I am running windowed applications on a desktop, apparently Oxford dictionary needs an update to satisfy your world vision.

I guess all those 8 and 16 bit computers I worked with weren't general purpose either.




> I guess all those 8 and 16 bit computers I worked with weren't general purpose either.

It's absolutely not what I mean by general purpose. Please read the reference.


I have read it, and again I was already coding in the age of 8 and 16 bit computing, with their OSes built-in into ROM, no issues with them.

I also only cared for Linux because Microsoft wasn't serious about POSIX support back in the day and it was a solution for my problem to avoid commuting for an hour to access a DG/UX system.

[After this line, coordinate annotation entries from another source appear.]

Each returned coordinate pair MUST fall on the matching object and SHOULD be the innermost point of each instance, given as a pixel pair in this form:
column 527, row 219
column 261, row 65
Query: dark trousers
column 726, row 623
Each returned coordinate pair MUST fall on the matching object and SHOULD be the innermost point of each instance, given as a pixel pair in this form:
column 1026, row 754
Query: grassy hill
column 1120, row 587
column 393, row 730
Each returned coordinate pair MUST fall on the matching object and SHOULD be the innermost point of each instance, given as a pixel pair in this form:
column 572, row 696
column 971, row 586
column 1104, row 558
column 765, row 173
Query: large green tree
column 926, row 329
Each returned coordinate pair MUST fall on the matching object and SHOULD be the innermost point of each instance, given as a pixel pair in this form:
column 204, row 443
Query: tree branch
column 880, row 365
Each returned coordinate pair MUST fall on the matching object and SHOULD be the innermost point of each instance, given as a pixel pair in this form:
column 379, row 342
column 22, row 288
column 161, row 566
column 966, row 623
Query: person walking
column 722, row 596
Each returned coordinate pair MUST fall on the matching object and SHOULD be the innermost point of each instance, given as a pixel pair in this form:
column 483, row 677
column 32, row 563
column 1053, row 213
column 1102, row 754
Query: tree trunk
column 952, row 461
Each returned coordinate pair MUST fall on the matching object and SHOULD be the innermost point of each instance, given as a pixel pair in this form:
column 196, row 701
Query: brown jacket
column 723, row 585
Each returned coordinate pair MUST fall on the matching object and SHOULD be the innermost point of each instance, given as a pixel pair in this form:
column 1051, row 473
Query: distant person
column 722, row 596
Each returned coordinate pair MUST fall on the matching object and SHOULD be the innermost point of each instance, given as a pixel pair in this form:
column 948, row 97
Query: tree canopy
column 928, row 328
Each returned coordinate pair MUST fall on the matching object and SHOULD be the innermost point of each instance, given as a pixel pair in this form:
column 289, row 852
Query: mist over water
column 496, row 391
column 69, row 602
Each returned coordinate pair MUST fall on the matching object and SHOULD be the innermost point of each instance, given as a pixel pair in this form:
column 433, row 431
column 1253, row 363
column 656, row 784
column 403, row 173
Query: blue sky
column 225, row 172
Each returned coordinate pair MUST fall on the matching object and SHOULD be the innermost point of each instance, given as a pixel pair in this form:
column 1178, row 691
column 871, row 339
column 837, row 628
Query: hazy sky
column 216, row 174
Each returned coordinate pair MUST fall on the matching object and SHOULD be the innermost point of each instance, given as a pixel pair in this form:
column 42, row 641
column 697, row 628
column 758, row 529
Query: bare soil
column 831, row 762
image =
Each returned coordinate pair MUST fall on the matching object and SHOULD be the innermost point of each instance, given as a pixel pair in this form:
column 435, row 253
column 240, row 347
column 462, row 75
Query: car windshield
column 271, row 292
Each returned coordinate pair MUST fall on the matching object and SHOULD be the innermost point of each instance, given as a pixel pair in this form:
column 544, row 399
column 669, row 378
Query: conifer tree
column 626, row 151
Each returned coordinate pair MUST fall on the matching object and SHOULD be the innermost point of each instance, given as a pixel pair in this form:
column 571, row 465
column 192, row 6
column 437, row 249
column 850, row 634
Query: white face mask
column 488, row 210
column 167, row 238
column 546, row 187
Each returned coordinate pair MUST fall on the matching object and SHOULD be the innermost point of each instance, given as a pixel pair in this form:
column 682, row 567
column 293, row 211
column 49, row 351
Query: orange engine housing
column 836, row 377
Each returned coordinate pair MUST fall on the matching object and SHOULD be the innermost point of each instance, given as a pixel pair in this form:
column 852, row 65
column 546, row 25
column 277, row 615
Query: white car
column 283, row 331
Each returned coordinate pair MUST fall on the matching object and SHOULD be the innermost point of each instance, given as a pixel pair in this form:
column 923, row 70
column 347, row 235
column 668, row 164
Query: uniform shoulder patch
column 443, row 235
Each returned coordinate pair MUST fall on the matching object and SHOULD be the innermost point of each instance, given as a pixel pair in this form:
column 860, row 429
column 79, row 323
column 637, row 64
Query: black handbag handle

If you computer places artificial restrictions on what you can do with it, then it's company participates in the war against the general-purpose computing.

If it's a technical limitation, it's a totally different thing.

I'm sorry that you do not care about the freedom of users. Users who do not know about all these things suffer from unlimited power of developers [0] and cannot do anything to escape various walled gardens and traps of proprietary systems [1].

[0] https://www.gnu.org/important

[1] https://stallman.org/apple.html. Even if the wording there is not perfect, what is listed there is facts.


There is a time and age for flower power, rainbows and cheerful music, and I am long past that.

Do you want to do something proper? Start by not using any software with MIT, BSD or any kid of similar licenses then.

Do the walk that follows the talk.


Staying away from the proprietary software is already hard in practice (I'm trying hard, works in 95% cases). Not sure if staying away from those licenses will help more.